Na manhã seguinte, aos poucos Alzira foi reconhecendo a senhora que estava a seu lado, cujos olhos vermelhos vinham de um choro continuo. Era sua mãe. Também havia um rapaz franzino, sentado com as pernas cruzadas, vestido todo de preto - seu irmão, com uma bíblia entre as mãos.

Ainda não conseguia falar, mas já compreendia o sentido das palavras. Sua mãe debruçou-se sobre ela e alisou seus cabelos. Sentiu um perfume forte de creme hidratante misturado com odor de esfiha de carne. Teve ânsia de vómito neste instante. De seu irmão, intuiu que ele havia se masturbado pois exalava um cheiro de esperma misturado à fragrância de água de colônia.

Por um instante pensou que vivia um pesadelo Kafkiano e havia se transformado em um animal felino, por causa do seu olfato aguçadíssimo. Queria se comunicar com a mãe mas como o peso das pálpebras era mais forte que o desejo, adormeceu.

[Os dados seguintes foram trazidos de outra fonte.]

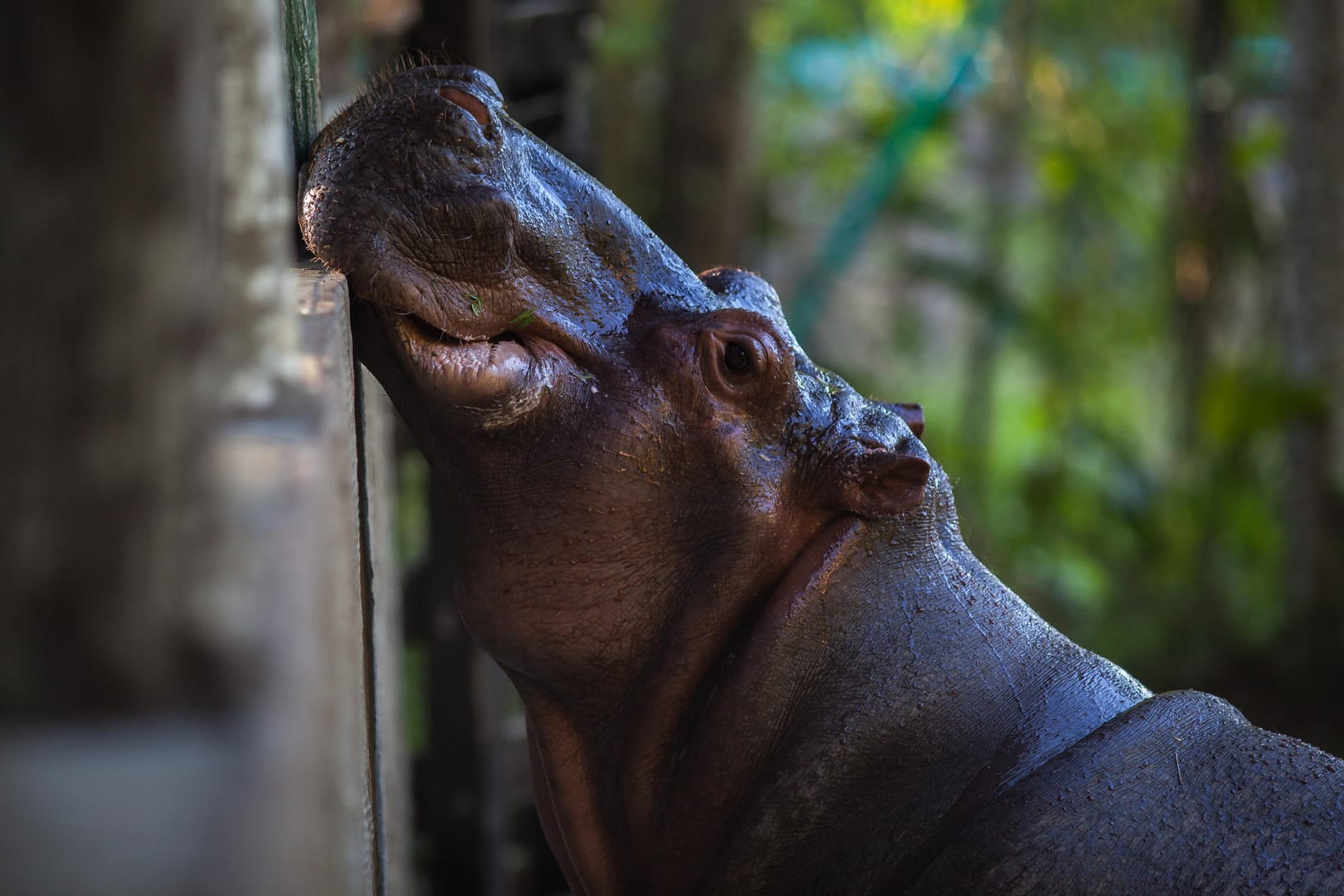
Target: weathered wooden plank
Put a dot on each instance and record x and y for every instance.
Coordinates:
(382, 598)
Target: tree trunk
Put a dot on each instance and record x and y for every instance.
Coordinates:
(706, 116)
(1007, 119)
(1200, 253)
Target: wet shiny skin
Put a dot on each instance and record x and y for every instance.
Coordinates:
(754, 650)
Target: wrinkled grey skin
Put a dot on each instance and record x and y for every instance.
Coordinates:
(754, 650)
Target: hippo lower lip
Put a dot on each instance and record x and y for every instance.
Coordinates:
(464, 370)
(811, 570)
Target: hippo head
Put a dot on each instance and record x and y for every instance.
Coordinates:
(643, 464)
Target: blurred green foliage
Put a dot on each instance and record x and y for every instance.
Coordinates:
(1138, 512)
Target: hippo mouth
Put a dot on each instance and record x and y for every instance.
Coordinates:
(811, 571)
(472, 370)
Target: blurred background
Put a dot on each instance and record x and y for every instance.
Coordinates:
(1103, 243)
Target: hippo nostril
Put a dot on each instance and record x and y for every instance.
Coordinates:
(466, 101)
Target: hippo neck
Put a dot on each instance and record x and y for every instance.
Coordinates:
(940, 737)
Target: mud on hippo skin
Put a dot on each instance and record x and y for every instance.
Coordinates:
(754, 652)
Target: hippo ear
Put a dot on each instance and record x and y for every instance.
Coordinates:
(884, 484)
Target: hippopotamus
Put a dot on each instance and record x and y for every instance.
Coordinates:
(756, 653)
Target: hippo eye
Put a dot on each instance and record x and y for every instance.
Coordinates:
(738, 359)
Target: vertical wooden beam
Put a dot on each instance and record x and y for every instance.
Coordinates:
(301, 69)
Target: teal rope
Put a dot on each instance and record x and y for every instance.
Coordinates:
(860, 210)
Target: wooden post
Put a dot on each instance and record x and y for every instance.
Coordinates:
(197, 683)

Acordei novamente com o por do sol faiscando nas frestas da persiana. Os dois vultos à minha esquerda tomaram forma: minha mãe e meu irmão mais novo. Logo percebi que havia sobrevivido a não sei o que e já sentia o dedão do pé direito formigando. Olhei para minha mãe e falei: _ Ya de longo rategundes! Minha mãe não entendeu nada._ O que foi minha filha? –Disse abraçando-me e beijando minha testa. Notei então que eu pensava uma coisa e de minha boca saia outra. Olhei para meu irmão que folheava um grosso álbum de fotos de uma banda do tipo emo, chamada Funeral e disparei: _Hunda noguta mamabro! Meu irmão riu, sem entender nada, obviamente.

_Caraca!- pensei, acho que não vou mais conseguir me comunicar através das cordas vocais! - Quem sabe se posso teclar e me fazer entender? Então fiz um gesto a meu irmão pedindo que trouxesse meu notebook. Depois sobreveio a escuridão novamente.

No quinto dia de internação, Alzira já se recostava na cama, apoiada em dois travesseiros. Trazia um tablet de marca Ipad nas mãos e mostrava-o a seu irmão, após terminar de escrever uma pergunta. O irmão leu, retirou o fone do ouvido, sorriu e lhe contou que o mastro de um veleiro lhe acertara a cabeça em cheio, naquele domingo de regata na represa do clube.

A mãe não estava no quarto neste momento e só então Alzira percebeu que havia outra paciente na cama ao lado. A moça estava dormindo e trazia no semblante uma expressão tranquila. Em seguida uma enfermeira entrou com a bandeja de medicação e, após aplicar-lhe uma injeção, ajeitou o dreno no braço de Alzira que adormeceu cinco minutos depois.

Percebo que já faz uma semana que estou neste quarto e meus progressos de adaptação continuam lentos. Meu olfato voltou ao normal mas não consigo sentir o gosto dos alimentos. Vou ter alta amanhã, entretanto, ainda não consigo falar. O neurologista me disse que estes sintomas podem se estender por mais algumas semanas. Por enquanto só consigo me expressar através da tela de lcd. Porém, penso que a moça ao meu lado está pior do que eu, pois abre os olhos mas não reage a nenhum estímulo; e além do mais, ninguém vem visitá-la. Agora parece que adormeceu novamente.

Na manhã chuvosa da segunda-feira, Alzira se mostrava bem disposta mas teria que deixar o hospital em cadeira de rodas. A mãe, o irmão mais novo e o dono do veleiro que causou o acidente estavam lá para auxiliá-la. Inclusive o rapaz se dispôs a pagar as despesas extras que o plano de saúde não cobrira.

Agora, o irmão tinha acabado de instalar em seu tablet um programa que lia em voz alta (com sotaque norte-americano) as frases que Alzira digitava.

_ Ué, mãe, cadê a moça que estava do meu lado? Perguntou, apontando para a cama vazia, enquanto se preparavam para deixar o aposento.

_Não filha, esta cama é para acompanhante, nunca teve ninguém ali, as vezes em que dormi aqui com você fiquei na poltrona.

Naquele instante, ouvi algo como um estalo no ar e entendi que o narrador gritou: _Puta que o pariu, agora bagunçou tudo! Concordei com ele e fomos saindo corredor afora, os dois confusos mas esperançosos de que dali brotaria um texto a duas mãos, ou no mínimo, uma boa amizade.